Debate continues as to the role mining plays in development. The mining industry has become more aggressive in terms of emphasizing its contribution to development. However, questions remain as to the kind of development mining is promoting in the country. Major concerns still need to be addressed, and not only by the mining industry. Government also has a role to play, especially in terms of clarifying inconsistent regulations at the national and local government levels.

There have been clear instances of human rights abuses perpetuated by the mining industry. In other situations that may not have blatant human rights violations, there is still a deep concern over the divisions that mining is causing within cultures. This situation cannot simply be accepted as a condition of globalization, nor should it be accepted as the only way to develop. We must seek a way forward that respects and values people’s rights – including their right to choose a different development path.

The costs and benefits of mining also need further and more careful study. Questions prevail as to the whether the benefits of mining are sufficiently and fairly distributed, and whether the social and environmental costs are fully considered and compensated. The mining industry glossed over much of the risk potential of mining and failed to account for its failures.

The Philippines has a legacy of 21 mines with unresolved issues, which only serves to feed the lingering suspicions among community and civil society groups. The cases are not all bad however. Philex Mining Corporation clearly showed that it is possible to operate a mine with a sense of social responsibility and integrated development. Philex’s Padcal Mine in Benguet (a province in northern Luzon, Philippines) is identified as one such mine. That being said, when the World Bank was looking for cases of best practice in mining, the only sites that met their criteria were in Peru, Canada, and Australia. These were in dry or temperate areas with low population density. When trying to locate a site in the highly populated wet tropics, no suitable mining site could be found.

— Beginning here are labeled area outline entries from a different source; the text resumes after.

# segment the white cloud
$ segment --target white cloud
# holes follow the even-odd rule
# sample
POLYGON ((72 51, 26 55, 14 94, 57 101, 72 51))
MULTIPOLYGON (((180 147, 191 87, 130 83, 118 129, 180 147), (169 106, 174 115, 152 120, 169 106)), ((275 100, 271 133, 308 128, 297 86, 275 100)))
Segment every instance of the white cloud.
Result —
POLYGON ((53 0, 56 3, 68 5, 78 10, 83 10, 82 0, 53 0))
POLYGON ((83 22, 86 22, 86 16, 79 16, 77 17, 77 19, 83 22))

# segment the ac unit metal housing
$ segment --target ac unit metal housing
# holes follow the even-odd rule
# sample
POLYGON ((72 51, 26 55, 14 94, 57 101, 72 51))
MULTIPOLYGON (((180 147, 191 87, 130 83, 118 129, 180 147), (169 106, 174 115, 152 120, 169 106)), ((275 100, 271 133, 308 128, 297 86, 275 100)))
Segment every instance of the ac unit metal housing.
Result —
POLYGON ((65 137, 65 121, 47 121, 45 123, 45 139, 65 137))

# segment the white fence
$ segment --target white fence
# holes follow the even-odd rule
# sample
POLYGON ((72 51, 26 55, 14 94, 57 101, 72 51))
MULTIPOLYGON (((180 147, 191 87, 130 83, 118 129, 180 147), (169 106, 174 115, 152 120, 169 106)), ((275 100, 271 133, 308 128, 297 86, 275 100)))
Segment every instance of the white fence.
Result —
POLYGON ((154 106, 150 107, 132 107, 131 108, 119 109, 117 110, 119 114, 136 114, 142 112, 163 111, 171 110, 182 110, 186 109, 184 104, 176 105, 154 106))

While we await clarifications on mining policy, attention must still be given to the operational conditions of mining. The conduct of the Environmental Impact Assessment (EIA) must not be an exercise undertaken simply for the sake of compliance. In fact the EIA process should be expanded and properly implemented in order to facilitate decision-making on mining applications. No-go areas must be identified – built-up areas, small island ecosystems, areas with critical resources, as well as agriculture and water-sensitive areas. These areas must be delineated and closed to mining activity.

Where Indigenous Peoples are present, their free, prior, and informed consent (FPIC) must be secured before moving forward with any mining activity. The FPIC process is not well-implemented, and much more work is needed to ensure that Indigenous Peoples are not compromised or manipulated.

Given the history of the mining dialogue and debate, it is clear that the problems will not be solved overnight, nor will they be solved within this administration. The new mining policy will not be a cure-all to the ills of mining in the Philippines, and rather than answer all the questions, it is more likely that new questions will be raised. There is a need however to enter this new phase of the mining dialogue by recognizing that this is a process that will take time, study, and most of all, collaboration and partnership. Rather than focus on mining as a conflict point, we must remain committed to authentic human development and seek ways to respond to the issues with integrity.

The Jesuits will remain engaged with these concerns – when temperaments allow. As we already saw, there will be a diversity of responses. The deepening of our understanding of the ethical basis of human development will be an important guiding principle for Jesuit involvement in this dialogue.

Mariel de Jesus is a Research Associate at the Environmental Science for Social Change, a Jesuit research organization in the Philippines. Mariel also assists Pedro Walpole, SJ in developing the ecological agenda for the Task Force on Ecology.